ARS System - Performance Analysis - Phase I

Tests Performed

1. Co-located fault free

WorkloadTest, WebLogic application server, God and Creditcard running on the same machine; no other replicas; database server on a separate machine on campus.

<<< Figure 1: graph co-located fault-free >>>

2. Distributed fault-free - communication baseline

Multiple machines:

WorkloadTest on machine 1
Goad and Creditcard on machine 2
WebLogic application server on machine 3 (primary server)
WebLogic application server on machine 4 (backup server)
Database server on a separate machine on campus

A loop of 100 iterations was executed calling isAlive() on the server. This call takes no arguments and doesn't do any processing or database access. Therefore, the roundtrip time corresponds to the communication time between client and server.

<<< Figure 2: graph >>>

3. Distributed fault-free

Multiple machines:

WorkloadTest on machine 1
Goad and Creditcard on machine 2
WebLogic application server on machine 3 (primary server)
WebLogic application server on machine 4 (backup server)
Database server on a separate machine on campus

A loop of 100 iterations was executed. Each iteration would call three business methods in sequence: getFlights(),makeReservation() and buyTickets().
In executions 52, 57, 81 and 83, the spikes are the result of a problem in the database connection that caused a timeout and transaction rollback on the server. Because the database is considered fault-free in the context of this project, we'll not try to explain the spikes or propose solutions or improvements to avoid them.

<<< Figure 3: graph >>>

4. Distributed with fault-injection

Multiple machines:

WorkloadTest on machine 1
Goad and Creditcard on machine 2
WebLogic application server on machine 3 (primary server)
WebLogic application server on machine 4 (backup server)
Database server on a separate machine on campus

A loop of 100 iterations was executed. Each iteration would call three business methods in sequence: getFlights(),makeReservation() and buyTickets().
After 20 executions, a fault was injected on the primary server. After 180 seconds, a fault was injected on the other server. From then on, a fault was injected every 180 seconds on alternate servers.

<<< Figure 4: graph >>>

Findings and Conclusions

The results allowed us to conclude directly or indirectly:

On the distributed scenario, response time is not as steady as in the co-located scenario. Several aspects of the infrastucture present non-deterministic response times and contribute to increase the variance observed in Figures 2 and 3:

Time to send a message using Ethernet and 802.11b (wireless) is non-deterministic (message loss can also occur).
Time for the database server to respond to a request can vary based on current load and existence of cached data from previous commands.
Time to execute a user request in a J2EE server may vary based on the ability to reuse an EJB or database connection from the respective pool. Also, garbage collector can execute and interfere with response times.

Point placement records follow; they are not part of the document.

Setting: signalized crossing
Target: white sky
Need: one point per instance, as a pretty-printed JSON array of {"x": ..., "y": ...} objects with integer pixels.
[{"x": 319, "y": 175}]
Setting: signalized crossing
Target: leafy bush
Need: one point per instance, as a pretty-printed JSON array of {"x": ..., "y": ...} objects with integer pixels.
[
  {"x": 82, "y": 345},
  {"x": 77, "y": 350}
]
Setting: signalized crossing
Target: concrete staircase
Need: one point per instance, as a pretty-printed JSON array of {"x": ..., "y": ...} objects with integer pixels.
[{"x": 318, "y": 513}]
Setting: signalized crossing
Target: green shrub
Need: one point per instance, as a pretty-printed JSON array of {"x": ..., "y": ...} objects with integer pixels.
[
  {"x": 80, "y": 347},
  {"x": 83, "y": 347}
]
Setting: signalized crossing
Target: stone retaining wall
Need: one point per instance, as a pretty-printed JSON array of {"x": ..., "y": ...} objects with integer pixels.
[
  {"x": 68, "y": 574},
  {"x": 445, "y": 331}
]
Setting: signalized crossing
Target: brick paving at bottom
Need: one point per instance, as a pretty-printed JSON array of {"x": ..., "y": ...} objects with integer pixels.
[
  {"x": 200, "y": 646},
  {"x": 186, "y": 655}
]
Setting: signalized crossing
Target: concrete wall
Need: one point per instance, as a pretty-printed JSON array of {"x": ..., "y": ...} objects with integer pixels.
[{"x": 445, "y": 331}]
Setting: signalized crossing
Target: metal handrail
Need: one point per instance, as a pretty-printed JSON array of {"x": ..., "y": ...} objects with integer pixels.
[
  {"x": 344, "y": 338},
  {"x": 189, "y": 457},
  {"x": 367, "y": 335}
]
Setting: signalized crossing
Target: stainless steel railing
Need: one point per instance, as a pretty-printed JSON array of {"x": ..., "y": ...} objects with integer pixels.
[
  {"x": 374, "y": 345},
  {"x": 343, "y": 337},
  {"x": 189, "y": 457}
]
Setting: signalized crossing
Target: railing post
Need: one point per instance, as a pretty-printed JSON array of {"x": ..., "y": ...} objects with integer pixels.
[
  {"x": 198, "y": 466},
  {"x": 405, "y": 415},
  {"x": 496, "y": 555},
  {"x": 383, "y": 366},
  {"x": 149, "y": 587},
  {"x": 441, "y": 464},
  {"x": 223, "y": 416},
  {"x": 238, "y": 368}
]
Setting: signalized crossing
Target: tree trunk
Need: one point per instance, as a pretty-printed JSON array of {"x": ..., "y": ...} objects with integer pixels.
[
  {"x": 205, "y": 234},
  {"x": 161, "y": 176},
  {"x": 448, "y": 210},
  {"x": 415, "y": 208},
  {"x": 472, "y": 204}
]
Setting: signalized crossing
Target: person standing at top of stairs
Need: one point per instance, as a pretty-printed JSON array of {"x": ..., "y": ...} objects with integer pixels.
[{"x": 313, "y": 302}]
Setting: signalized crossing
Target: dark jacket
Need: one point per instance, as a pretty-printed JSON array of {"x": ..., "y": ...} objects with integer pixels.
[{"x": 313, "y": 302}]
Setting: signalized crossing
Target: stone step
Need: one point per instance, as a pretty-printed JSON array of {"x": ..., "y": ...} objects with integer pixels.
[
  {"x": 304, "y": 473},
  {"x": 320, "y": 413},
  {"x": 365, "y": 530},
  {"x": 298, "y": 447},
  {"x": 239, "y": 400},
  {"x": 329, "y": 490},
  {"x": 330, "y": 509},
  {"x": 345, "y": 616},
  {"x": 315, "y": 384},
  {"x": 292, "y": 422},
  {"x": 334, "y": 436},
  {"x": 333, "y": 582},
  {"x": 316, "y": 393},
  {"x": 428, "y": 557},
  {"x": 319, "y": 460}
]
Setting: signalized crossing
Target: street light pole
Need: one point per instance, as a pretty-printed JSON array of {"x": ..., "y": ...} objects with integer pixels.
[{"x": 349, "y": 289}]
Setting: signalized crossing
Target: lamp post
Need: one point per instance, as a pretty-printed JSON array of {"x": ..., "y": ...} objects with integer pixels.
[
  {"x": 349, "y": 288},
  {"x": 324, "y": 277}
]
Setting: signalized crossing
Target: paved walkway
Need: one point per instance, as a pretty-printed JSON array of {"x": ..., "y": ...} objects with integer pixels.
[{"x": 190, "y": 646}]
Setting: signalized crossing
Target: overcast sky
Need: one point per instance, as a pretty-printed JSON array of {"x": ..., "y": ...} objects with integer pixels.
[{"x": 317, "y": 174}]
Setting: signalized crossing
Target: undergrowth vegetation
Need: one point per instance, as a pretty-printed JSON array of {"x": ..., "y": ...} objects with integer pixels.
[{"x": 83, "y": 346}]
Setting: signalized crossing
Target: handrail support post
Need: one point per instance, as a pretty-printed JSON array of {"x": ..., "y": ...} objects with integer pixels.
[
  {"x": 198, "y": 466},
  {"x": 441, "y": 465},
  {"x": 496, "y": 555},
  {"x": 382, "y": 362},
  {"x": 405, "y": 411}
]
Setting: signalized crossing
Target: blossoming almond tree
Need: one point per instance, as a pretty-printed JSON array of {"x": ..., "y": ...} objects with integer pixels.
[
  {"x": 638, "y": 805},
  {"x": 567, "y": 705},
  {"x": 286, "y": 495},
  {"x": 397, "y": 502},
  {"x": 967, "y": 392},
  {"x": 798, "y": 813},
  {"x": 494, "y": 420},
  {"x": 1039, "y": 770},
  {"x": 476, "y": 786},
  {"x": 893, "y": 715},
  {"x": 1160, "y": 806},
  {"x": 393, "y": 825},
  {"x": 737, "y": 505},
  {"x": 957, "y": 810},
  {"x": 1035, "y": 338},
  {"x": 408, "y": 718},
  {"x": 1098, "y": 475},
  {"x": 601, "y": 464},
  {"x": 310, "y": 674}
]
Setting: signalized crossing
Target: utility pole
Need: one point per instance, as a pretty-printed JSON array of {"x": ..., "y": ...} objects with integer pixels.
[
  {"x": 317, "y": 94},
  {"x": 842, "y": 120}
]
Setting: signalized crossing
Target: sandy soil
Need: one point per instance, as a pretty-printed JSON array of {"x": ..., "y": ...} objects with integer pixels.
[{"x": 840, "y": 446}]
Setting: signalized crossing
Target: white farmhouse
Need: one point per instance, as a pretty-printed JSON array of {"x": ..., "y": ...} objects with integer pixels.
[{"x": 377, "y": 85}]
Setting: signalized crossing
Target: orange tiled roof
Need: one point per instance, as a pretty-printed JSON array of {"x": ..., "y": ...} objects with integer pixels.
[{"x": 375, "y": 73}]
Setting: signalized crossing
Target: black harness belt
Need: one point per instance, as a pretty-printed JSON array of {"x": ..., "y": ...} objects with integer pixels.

Response times for transactions should be defined as average values; it's not feasible to define worst-case values because of the impossibility of "real-time" determinism.
Communication overhead is the most time-consuming portion of a user "roundtrip" operation.
The first request to an application server after restart takes longer than the average, probably due to internal initialization procedures still going on and the need to fill up pools of EJBs and database connections.
Garbage collection on the application server consumes from 3 to 7 milliseconds. Given the frequency of the GC operation and the cost of the network overhead, this does not appear to be a significant factor in the overall response time.

Next Improvements - Phases II and III

Performance of the system may be increased by taking the following actions:

Each EJB request in isolation requires 4 accesses to the application server:

JNDI lookup for the EJB, which returns the home object (factory).
A call to create() on the home object to create an instance of the EJB, which returns an instance of the EJB object.
A call to the business method (e.g. makeReservation()) itself.
A call to remove() to inform the server that this client won't need that EJB instance anymore.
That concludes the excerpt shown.